At its annual worldwide threat assessment hearing on Tuesday, top national security officials gave the Senate Intelligence Committee a rundown from top intelligence officials of the dangers the United States will face in 2019 and beyond. The adversaries were familiar, with China, Russia, North Korea, and Iran mentioned alongside evolving situations like Brexit and the power struggle in Venezuela. But if any common theme emerged, it’s the number of assessments the officials shared that seem to directly contradict positions touted by the Trump administration.
That tension hinted at another threat, one that didn’t come up directly in Tuesday’s hearing but appeared prominently in a report last week from director of national intelligence Dan Coats: That various recent actions by the United States may be undermining its own security.
That report, the “National Intelligence Strategy,” usually has both a public and classified version. But this year, ODNI elected to create only one public document in an effort, Coats said in remarks announcing the report, to promote transparency about intelligence community activities and goals. While similar in many ways to the Worldwide Threat Assessment ODNI released alongside Tuesday’s Senate hearing, last week’s NIS took more direct aim at the abstract, yet fundamental threat of a shifting geopolitical order.
“Traditional adversaries will continue attempts to gain and assert influence, taking advantage of changing conditions in the international environment—including the weakening of the post-WWII international order and dominance of Western democratic ideals, increasingly isolationist tendencies in the West, and shifts in the global economy,” last week’s report said.
This simple statement can also be read as a bombshell, articulating a trend that most politicians would be wary of admitting publicly. That isolationism stems in large part from Trump; his trade war with China has caused ripples in the global economy. But in Tuesday’s Senate testimony, intelligence officials including Coats, NSA director Paul Nakasone, CIA director Gina Haspel, and FBI director Christopher Wray brought none of that up directly.
The hearing instead focused on questions from senators about anti-terrorism efforts, nuclear proliferation, infrastructure hacking, and foreign intelligence and counter-intelligence-gathering. The discussion also touched on questions about defending big data and information-gathering risks from digital manipulations like “deepfakes,” compelling videos created by machine-learning programs that seem to depict something that didn’t actually happen.
Trump, meanwhile, has regularly called into question the findings of US intelligence agencies. These differences of opinion were on full display on Tuesday. Officials warned the Senate committee, for example, that election interference from Russia or other adversaries poses a real danger to the 2020 US elections, a threat Trump has frequently downplayed since he took office.

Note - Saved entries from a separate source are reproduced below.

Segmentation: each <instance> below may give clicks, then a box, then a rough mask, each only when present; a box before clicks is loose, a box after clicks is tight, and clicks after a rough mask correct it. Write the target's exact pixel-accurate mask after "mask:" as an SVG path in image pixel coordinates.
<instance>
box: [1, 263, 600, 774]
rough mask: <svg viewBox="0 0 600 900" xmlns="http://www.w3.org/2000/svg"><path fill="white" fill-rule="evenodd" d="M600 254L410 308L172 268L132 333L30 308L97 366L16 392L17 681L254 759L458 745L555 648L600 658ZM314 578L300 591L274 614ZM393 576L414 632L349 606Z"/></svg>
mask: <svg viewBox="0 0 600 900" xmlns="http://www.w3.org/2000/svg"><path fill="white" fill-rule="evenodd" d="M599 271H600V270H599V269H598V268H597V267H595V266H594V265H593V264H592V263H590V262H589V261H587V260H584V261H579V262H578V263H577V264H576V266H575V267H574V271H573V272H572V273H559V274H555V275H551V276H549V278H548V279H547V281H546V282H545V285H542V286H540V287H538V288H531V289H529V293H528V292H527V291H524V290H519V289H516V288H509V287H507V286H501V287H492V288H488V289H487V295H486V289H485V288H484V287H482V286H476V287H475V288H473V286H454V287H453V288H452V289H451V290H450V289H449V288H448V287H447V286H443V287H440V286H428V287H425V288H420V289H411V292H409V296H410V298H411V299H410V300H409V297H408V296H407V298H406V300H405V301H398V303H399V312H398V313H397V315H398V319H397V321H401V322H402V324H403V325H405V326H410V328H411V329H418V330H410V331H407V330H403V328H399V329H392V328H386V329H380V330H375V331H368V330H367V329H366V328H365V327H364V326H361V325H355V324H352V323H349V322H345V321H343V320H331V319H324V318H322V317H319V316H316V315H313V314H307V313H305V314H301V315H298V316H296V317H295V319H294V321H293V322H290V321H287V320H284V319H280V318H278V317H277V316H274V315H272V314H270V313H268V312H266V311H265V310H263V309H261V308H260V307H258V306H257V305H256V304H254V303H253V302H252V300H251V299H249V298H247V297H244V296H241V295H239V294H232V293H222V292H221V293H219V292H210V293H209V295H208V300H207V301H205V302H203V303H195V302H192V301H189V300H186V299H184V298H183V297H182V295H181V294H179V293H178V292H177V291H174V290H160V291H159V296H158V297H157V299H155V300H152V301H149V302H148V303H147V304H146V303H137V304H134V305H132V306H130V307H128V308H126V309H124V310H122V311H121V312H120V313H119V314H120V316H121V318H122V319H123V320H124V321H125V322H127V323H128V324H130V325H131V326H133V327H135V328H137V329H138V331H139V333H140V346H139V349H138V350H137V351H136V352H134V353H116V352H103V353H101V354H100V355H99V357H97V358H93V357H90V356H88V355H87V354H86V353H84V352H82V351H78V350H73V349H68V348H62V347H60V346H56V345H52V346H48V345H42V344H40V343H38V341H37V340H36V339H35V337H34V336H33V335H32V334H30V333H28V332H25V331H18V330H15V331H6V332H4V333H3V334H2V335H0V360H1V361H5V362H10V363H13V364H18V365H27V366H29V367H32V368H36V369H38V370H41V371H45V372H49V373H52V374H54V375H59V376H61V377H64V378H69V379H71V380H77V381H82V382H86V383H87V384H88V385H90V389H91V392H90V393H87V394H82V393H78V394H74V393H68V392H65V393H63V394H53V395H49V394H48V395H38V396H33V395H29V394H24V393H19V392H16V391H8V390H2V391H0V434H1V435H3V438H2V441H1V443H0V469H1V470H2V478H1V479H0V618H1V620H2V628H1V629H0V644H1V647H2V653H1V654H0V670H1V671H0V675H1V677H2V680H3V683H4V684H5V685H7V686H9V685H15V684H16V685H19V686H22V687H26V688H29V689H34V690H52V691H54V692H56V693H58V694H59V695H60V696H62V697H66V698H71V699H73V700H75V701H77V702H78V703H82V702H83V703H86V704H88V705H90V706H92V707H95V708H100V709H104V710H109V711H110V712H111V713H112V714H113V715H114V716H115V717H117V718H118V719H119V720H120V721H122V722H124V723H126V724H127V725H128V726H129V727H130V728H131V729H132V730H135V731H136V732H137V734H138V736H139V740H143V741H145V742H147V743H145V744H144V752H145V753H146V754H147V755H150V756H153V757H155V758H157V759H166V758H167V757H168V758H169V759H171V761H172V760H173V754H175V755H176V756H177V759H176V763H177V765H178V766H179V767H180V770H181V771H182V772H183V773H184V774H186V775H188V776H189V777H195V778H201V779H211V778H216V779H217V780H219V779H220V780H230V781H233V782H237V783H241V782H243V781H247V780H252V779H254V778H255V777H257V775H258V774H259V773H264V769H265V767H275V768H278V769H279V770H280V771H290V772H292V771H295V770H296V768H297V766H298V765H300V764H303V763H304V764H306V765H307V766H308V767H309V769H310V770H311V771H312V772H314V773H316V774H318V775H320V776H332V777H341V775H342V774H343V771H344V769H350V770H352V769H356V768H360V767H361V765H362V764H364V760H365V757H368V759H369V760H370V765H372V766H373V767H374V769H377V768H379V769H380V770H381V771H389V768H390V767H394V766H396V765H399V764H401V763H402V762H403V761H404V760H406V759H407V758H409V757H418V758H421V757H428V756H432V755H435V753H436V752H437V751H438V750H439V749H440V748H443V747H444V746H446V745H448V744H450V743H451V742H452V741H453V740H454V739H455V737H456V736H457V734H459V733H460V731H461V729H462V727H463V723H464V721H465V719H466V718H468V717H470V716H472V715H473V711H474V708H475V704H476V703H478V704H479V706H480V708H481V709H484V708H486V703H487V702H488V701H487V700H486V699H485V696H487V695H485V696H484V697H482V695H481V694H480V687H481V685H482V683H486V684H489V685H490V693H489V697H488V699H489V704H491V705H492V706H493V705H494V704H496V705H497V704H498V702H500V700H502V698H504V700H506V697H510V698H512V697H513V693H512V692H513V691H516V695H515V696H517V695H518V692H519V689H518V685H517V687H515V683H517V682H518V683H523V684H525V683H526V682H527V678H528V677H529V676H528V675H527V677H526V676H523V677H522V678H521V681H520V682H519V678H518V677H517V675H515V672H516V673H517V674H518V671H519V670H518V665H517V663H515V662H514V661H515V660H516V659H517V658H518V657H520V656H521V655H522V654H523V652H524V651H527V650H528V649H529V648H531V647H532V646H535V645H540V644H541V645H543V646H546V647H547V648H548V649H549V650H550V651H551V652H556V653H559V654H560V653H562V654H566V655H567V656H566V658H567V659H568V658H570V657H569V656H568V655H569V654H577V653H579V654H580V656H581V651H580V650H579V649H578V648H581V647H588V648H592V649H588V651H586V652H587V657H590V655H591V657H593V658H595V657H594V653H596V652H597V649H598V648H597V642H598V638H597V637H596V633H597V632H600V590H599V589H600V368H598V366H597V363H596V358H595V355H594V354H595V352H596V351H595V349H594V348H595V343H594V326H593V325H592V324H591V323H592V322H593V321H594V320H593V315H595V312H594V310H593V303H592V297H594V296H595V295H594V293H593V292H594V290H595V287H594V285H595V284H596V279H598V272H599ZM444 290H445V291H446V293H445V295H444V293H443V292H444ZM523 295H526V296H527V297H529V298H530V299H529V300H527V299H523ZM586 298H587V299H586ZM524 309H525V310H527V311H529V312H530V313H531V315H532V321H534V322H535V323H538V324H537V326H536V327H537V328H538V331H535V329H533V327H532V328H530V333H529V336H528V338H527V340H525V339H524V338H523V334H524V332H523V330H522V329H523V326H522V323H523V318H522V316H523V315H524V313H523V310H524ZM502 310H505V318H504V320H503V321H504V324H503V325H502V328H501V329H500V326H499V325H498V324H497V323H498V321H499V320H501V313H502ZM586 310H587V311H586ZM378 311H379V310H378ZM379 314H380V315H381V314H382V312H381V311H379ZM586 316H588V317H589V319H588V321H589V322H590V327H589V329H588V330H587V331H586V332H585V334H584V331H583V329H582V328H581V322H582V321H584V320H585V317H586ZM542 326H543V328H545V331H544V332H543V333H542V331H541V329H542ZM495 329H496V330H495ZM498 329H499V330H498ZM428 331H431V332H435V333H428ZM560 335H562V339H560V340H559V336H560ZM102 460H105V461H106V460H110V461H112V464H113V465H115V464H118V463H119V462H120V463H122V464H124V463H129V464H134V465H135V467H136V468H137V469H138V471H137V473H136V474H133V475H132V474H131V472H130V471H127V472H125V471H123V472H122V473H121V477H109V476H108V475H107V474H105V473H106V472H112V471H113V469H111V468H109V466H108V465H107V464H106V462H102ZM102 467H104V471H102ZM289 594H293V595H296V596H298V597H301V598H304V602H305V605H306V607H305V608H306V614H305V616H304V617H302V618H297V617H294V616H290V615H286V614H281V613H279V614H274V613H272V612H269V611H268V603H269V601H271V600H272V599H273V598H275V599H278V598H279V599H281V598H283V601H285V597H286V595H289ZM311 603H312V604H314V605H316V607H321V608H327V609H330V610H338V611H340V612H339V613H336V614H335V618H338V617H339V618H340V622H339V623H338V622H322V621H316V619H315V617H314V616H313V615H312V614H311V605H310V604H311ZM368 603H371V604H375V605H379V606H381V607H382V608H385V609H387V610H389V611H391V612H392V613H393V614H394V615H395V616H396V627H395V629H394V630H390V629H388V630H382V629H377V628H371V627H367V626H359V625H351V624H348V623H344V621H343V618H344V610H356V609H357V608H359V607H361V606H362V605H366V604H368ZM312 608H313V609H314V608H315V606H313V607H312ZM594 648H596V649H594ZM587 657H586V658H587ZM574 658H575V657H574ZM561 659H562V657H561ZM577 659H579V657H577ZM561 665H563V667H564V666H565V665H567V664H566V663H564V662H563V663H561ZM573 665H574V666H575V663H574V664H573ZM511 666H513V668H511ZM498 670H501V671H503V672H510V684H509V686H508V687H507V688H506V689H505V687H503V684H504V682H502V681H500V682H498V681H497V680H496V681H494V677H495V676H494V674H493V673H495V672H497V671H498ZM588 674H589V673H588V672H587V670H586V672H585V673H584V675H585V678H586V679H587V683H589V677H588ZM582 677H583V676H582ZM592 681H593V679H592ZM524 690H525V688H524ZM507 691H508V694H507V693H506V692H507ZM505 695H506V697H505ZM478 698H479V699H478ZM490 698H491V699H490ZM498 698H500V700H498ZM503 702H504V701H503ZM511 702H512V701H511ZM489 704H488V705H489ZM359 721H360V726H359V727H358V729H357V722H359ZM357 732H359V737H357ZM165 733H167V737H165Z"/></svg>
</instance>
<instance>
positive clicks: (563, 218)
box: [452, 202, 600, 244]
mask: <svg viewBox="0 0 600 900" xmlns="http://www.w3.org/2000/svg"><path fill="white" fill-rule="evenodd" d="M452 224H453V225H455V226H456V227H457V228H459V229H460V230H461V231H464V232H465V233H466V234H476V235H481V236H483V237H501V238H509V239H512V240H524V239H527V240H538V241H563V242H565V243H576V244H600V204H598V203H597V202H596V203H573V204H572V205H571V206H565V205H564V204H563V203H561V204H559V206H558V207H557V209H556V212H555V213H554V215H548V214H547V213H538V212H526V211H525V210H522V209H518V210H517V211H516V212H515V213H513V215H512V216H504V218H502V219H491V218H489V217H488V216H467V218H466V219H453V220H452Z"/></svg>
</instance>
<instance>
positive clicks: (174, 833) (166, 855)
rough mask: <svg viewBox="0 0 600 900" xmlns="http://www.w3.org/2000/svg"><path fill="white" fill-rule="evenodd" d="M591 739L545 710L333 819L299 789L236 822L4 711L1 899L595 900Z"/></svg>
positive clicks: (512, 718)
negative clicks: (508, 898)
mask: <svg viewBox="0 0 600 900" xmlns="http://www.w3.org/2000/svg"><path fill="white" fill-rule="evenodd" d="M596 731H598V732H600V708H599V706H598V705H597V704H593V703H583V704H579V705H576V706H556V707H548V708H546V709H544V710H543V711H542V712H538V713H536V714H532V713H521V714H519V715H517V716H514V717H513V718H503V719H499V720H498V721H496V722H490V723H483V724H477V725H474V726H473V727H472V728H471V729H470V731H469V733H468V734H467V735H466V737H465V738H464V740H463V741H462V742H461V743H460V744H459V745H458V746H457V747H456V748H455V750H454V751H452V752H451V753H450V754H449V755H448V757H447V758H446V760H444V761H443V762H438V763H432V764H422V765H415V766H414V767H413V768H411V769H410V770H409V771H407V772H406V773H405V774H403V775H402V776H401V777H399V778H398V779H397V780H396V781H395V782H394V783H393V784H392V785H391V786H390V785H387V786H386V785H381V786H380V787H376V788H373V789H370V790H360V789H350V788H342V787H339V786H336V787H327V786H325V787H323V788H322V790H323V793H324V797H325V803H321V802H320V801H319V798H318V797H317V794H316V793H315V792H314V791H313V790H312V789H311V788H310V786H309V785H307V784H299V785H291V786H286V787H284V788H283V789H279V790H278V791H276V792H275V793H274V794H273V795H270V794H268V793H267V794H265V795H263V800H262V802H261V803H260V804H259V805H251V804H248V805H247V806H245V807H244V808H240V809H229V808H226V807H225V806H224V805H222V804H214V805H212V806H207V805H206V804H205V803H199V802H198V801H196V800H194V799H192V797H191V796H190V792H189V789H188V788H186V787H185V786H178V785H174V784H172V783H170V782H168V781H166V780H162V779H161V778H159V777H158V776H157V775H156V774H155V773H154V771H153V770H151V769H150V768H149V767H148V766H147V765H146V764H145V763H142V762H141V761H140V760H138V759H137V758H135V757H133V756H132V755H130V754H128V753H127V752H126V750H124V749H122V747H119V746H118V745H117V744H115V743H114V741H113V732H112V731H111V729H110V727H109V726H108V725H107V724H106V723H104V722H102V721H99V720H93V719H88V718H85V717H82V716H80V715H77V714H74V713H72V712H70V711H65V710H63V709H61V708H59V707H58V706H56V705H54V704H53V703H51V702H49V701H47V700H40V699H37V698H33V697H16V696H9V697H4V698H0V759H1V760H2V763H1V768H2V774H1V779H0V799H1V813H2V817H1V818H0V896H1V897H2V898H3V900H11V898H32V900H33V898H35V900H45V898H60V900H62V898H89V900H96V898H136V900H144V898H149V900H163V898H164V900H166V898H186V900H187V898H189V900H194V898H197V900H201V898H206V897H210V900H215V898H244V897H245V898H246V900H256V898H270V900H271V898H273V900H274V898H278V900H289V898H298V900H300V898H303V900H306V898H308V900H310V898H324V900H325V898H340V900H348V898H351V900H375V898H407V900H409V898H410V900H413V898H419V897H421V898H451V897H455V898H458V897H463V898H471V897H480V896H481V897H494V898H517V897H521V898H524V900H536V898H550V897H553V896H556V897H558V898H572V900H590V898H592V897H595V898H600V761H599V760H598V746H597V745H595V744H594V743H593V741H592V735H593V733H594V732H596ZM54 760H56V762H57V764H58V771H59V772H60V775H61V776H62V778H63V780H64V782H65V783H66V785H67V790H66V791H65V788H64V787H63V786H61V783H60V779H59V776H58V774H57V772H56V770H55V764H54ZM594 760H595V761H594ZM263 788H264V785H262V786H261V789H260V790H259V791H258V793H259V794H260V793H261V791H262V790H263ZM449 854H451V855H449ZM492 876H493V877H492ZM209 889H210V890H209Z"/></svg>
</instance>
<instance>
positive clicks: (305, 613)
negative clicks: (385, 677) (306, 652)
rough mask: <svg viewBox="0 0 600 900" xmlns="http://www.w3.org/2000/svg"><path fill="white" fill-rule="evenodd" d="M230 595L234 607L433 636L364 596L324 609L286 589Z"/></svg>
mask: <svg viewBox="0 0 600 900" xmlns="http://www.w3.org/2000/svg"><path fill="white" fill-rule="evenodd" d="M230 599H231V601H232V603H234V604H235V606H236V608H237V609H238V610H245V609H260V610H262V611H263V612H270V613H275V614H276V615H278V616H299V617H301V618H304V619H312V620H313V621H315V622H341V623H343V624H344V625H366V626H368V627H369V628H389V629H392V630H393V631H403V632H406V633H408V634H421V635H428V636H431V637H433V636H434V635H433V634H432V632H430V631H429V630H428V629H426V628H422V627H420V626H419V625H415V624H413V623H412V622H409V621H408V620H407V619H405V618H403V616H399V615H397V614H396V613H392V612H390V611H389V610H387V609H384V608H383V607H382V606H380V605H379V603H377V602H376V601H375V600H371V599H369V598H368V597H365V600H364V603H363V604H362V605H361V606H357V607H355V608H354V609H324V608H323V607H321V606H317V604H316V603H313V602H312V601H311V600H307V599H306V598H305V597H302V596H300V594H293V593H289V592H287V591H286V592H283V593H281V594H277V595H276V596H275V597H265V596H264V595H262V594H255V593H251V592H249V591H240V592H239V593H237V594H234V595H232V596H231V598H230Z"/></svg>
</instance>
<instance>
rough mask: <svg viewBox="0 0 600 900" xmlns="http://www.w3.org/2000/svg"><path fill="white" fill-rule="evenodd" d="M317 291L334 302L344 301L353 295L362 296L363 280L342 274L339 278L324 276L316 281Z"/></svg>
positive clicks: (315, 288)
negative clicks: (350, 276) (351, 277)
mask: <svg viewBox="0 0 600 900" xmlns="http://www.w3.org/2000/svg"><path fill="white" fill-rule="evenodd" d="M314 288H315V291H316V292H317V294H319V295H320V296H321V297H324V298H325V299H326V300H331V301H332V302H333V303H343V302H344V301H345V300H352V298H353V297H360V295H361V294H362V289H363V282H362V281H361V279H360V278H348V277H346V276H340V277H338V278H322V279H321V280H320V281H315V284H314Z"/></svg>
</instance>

“We assess that foreign actors will view the 2020 US elections as an opportunity to advance their interests,” Coats said. “We expect them to refine their capabilities and add new tactics as they learn from each other’s experiences and efforts in previous elections.”
Officials also concluded that North Korea is “unlikely” to scale down or eliminate its nuclear capabilities, despite Trump’s insistence that he is making progress on a disarmament agreement. Trump and North Korean leader Kim Jong Un met last summer, and the president tweeted at the time that, “There is no longer a Nuclear Threat from North Korea.” The administration has organized another summit between the two leaders next month.
On the subject of the Iranian nuclear threat, intelligence officials said Tuesday that the country seems to be holding off on weapons development for now, but the officials warned that Iran has made credible threats about abandoning its commitments from the 2015 nuclear deal if it doesn’t see the economic benefits promised under the agreement. Trump withdrew the US from the accord last year, and reimposed sanctions on the country.
Meanwhile, in contrast to president Trump’s December proclamation that, “We have won against ISIS,” intelligence officials testified on Tuesday that the group is still active and threatening. “ISIS very likely will continue to pursue external attacks from Iraq and Syria against regional and Western adversaries, including the United States,” Coats said in his prepared remarks.
Both recent intelligence community threat and strategy reports also mention climate change as a looming security factor on the international stage. President Trump disputes the existence of climate change and the extent of its impact. As recently as Monday, he implied that winter weather, specifically a cold snap in the Midwest, casts doubt on the existence of global warming. This is incorrect.
The US faces a diverse and very real array of external threats, but intelligence community statements and conclusions over the past week hint that the Trump administration has exacerbated many of them itself, through policies and public statements.
For Senate Intelligence Committee members there was plenty to latch onto in Tuesday’s hearing. But perhaps the most dangerous threat that emerged from the meeting was subtly in plain sight and on display on Tuesday: An administration in denial about the real threats to the US, and deeply divided with the intelligence community about how best to avoid disaster.